When a node fails, the goroutine reading from `sess.ErrChan()` receives the transport error, which the `eventConsumer` subsequently converts to `ErrorCodePeerUnavailable` and publishes as a `SigningResultEvent` with `ResultTypeError`.

## Summary

- **Immediate Detection**: The `SendToOther` method in [`pkg/mpc/session.go`](https://github.com/fystack/mpcium/blob/main/pkg/mpc/session.go) detects transport failures and pushes errors to `ErrCh` when nodes are unreachable.
- **Standardized Errors**: The `eventConsumer` maps send failures to `ErrorCodePeerUnavailable` via `GetErrorCodeFromError` in [`pkg/event/types.go`](https://github.com/fystack/mpcium/blob/main/pkg/event/types.go).
- **Quorum Enforcement**: The registry’s `AreMajorityReady()` check in [`pkg/eventconsumer/sign_consumer.go`](https://github.com/fystack/mpcium/blob/main/pkg/eventconsumer/sign_consumer.go) blocks new sessions until `t+1` peers are available.
- **Secure Termination**: Failed sessions trigger `Close()` and memory zeroization via [`pkg/security/zeroize.go`](https://github.com/fystack/mpcium/blob/main/pkg/security/zeroize.go) to prevent key material leakage.
- **Deterministic Reporting**: All failures propagate through `SigningResultEvent` structures, ensuring API clients receive consistent error codes.

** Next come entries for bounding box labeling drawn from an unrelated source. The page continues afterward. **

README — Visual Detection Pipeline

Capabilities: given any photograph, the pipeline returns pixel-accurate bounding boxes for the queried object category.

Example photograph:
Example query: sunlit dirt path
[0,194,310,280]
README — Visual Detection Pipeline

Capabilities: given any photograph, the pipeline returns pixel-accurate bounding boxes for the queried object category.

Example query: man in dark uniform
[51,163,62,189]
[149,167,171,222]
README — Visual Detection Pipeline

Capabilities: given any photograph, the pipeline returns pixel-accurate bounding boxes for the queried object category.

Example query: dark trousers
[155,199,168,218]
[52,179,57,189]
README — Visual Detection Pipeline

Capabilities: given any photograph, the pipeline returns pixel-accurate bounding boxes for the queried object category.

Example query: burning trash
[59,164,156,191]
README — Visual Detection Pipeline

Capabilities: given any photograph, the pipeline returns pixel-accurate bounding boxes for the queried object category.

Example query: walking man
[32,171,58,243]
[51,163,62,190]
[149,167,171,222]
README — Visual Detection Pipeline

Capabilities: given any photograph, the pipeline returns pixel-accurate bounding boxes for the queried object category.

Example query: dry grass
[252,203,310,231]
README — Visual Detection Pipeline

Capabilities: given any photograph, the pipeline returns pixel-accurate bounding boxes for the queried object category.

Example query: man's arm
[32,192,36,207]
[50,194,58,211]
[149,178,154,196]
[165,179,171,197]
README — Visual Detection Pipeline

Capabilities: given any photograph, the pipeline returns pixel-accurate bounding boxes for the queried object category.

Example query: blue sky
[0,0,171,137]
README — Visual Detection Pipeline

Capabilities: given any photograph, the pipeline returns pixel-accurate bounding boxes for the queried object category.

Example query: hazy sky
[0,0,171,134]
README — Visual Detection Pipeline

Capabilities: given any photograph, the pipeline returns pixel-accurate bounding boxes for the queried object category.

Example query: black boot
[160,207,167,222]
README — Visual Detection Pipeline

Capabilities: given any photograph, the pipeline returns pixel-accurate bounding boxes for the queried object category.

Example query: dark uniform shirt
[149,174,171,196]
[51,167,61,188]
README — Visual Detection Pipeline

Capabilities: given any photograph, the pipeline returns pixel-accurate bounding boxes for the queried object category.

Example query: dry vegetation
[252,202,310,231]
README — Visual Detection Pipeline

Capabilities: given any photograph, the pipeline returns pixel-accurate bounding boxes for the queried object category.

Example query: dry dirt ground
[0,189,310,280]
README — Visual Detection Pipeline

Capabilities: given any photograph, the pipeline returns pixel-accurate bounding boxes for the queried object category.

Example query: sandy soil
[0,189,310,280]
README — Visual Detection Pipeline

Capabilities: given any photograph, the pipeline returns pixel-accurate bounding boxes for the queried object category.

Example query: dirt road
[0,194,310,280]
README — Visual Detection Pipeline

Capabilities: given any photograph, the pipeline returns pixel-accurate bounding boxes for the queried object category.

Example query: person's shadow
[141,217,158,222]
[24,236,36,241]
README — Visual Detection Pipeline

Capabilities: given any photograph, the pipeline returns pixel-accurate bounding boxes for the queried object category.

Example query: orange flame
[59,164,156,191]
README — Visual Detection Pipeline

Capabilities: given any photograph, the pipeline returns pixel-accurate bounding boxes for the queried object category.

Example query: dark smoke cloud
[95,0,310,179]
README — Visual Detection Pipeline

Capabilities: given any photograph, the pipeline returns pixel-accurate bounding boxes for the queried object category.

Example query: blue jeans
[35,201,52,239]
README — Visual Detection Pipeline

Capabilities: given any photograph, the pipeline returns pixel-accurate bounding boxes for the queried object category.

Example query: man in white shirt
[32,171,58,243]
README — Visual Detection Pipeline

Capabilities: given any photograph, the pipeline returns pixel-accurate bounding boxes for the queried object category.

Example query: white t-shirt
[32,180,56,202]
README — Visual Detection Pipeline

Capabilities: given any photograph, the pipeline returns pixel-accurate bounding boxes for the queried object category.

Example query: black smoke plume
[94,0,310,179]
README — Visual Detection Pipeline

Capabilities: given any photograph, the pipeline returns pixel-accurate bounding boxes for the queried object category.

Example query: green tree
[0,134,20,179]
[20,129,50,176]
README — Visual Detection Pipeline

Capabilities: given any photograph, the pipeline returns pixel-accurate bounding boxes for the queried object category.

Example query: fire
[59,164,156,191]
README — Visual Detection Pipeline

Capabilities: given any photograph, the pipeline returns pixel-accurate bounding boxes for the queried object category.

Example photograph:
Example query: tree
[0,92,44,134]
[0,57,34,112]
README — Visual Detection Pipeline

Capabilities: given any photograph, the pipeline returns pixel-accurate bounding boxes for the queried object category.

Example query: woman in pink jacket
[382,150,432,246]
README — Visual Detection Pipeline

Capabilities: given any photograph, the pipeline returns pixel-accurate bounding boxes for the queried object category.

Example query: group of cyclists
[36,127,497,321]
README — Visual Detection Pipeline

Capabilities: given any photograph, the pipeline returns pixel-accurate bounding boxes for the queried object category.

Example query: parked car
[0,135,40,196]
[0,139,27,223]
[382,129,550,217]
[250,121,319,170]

## Frequently Asked Questions

### Can an MPC signing operation complete if one participant node fails mid-protocol?

No. The fystack/mpcium architecture enforces an all-or-nothing approach to signing. If any node becomes unreachable during the multi-round protocol, the `SendToOther` call fails, the error propagates through `session.ErrCh`, and the session aborts immediately. The design prevents partial signature generation that could leak information about the private key shares held by remaining nodes.

### What specific error code indicates a node is unavailable during signing?

The system returns **`ErrorCodePeerUnavailable`**. This code is assigned in [`pkg/event/types.go`](https://github.com/fystack/mpcium/blob/main/pkg/event/types.go) when `GetErrorCodeFromError` detects the substring *“send”* in the error message originating from [`pkg/mpc/session.go`](https://github.com/fystack/mpcium/blob/main/pkg/mpc/session.go). Clients receiving this code should treat the failure as transient and retry only after confirming the missing node has rejoined the cluster.

### How does the system prevent new signing requests when nodes are down?

Before processing any signing event, the `signingConsumer.handleSigningEvent` function verifies cluster health by calling `peerRegistry.AreMajorityReady()`. This check ensures at least `t+1` peers (the cryptographic threshold) are reporting ready status in Consul. If the quorum is not met, the request is rejected immediately with `ErrorCodePeerUnavailable` without allocating MPC session resources.

### Is sensitive cryptographic material exposed when a signing session fails?

No. The `session.Close()` method triggers the zeroization routines in [`pkg/security/zeroize.go`](https://github.com/fystack/mpcium/blob/main/pkg/security/zeroize.go) to overwrite memory regions containing private key shares, transaction data, and intermediate protocol state. This secure cleanup occurs on all remaining nodes before the failed session is garbage collected, ensuring that node outages do not leave exploitable artifacts in system memory.